Abu Moses

He was a Palestinian commando, and a clown and a cutup -- until one day he made a shattering discovery.

D.N. Rosina
June 1, 2004 11:23PM (UTC)

As commandos go, Abu Moses was about as nice a chap as one is likely to find. Absent was the preening narcissism of so many of his ilk -- the inevitable chip on the shoulder, the puerile, self-absorbed pout. No, whether by intention or by nature, Abu Moses defied the mold: forever, among his cohort, the homeboy, the trickster, the class clown.
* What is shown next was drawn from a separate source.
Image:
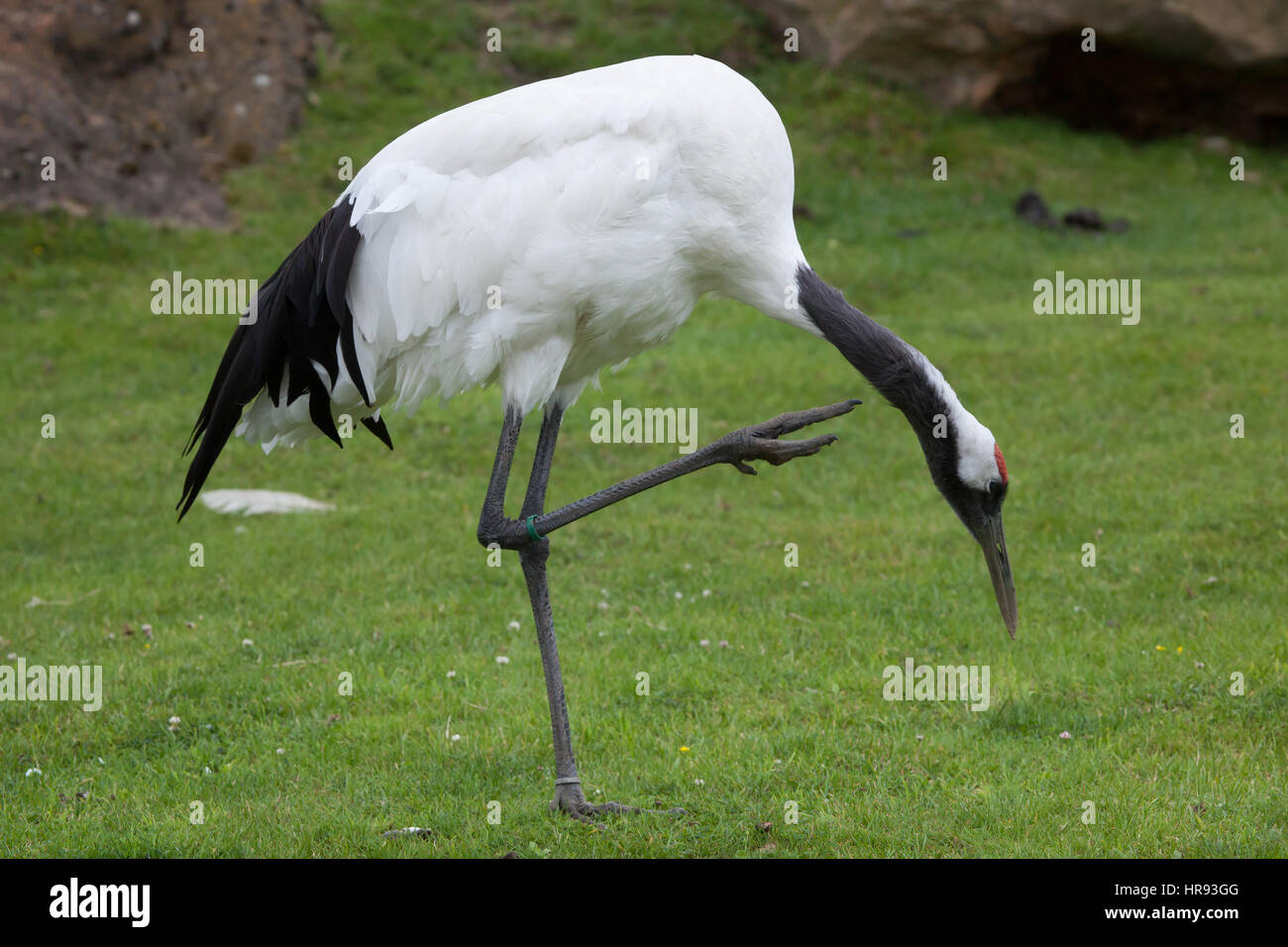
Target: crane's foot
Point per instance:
(571, 801)
(760, 441)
In retrospect, it would indeed have been far easier to imagine him some first-generation immigrant's son making his way through a sweaty, small-town Iowa evening, Brylcreem'd bangs slicked back, double-booked between some freckle-faced drugstore girl and his buddies out front revving a mint-green Buick, angry to get someplace small time.


But it was not some backwater Midwestern ville where Abu Moses dwelt; it was the city of Belgrade in the mid-1980s. During that nominally socialist era of post-Titoist sloth, just before the storm. Before the present-day Crusades; before the Berlin Wall had fallen. Before war had ravaged the land.
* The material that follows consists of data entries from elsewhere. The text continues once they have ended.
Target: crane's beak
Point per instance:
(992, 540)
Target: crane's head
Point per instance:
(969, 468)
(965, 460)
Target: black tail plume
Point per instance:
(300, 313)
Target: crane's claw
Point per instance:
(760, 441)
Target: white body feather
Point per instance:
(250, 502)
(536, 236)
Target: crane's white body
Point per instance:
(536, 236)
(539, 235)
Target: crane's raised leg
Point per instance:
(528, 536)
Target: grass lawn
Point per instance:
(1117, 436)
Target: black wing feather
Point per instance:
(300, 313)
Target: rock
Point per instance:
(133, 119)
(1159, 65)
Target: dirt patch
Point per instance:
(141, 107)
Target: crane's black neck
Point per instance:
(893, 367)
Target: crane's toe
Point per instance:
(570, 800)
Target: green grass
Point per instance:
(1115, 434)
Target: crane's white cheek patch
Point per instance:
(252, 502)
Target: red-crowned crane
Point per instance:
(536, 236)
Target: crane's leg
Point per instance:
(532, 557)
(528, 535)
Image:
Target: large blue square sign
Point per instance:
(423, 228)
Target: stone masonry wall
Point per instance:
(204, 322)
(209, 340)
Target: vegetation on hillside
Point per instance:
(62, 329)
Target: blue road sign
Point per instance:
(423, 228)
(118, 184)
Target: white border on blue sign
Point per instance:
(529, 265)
At the time of Abu Moses' stay in the Yugoslav capital, Marshal Josef Broz Tito had been dead a numbing seven years. Nonetheless, the Socialist Federal Republic of Yugoslavia (still highly esteemed throughout the Third World as the progenitor of the Movement of Non-Aligned Nations) continued to host students from member states: fresh-faced youths from such far-flung climes as the People's Republic, Nepal, Cuba and Peru, Egypt, Namibia, Zimbabwe, Ethiopia, and both Iran and Iraq (then at war with each other and simultaneously supplied by Yugoslav tank and munitions factories in Skoplje and Kragujevac).
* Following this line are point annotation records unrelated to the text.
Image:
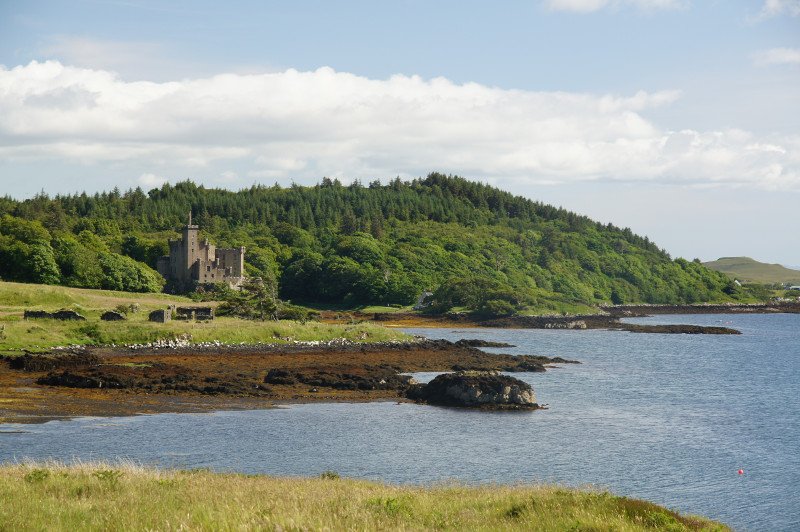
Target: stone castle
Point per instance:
(192, 262)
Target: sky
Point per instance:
(677, 118)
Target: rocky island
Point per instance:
(124, 381)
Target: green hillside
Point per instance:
(126, 497)
(478, 247)
(750, 270)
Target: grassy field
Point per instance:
(17, 334)
(105, 497)
(749, 270)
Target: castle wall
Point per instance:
(193, 261)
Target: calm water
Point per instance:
(669, 418)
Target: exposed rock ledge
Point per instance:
(476, 389)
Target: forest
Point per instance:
(475, 246)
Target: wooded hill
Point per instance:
(479, 247)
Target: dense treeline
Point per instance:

During this same era, the Republic also provided what was reportedly the most generous refuge of any East European nation to the Palestine Liberation Organization (under the strict caveat, of course, that no organization-related violence would occur on domestic soil). The terms of the PLO's guest residence had been negotiated between Abu Moses, his colleagues, and the Yugoslav chief of security over mandatory gifts of customs-restricted Johnnie Walker in the bowels of Belgrade's underground police headquarters and prison (where domestic dissidents languished), known as the Cave.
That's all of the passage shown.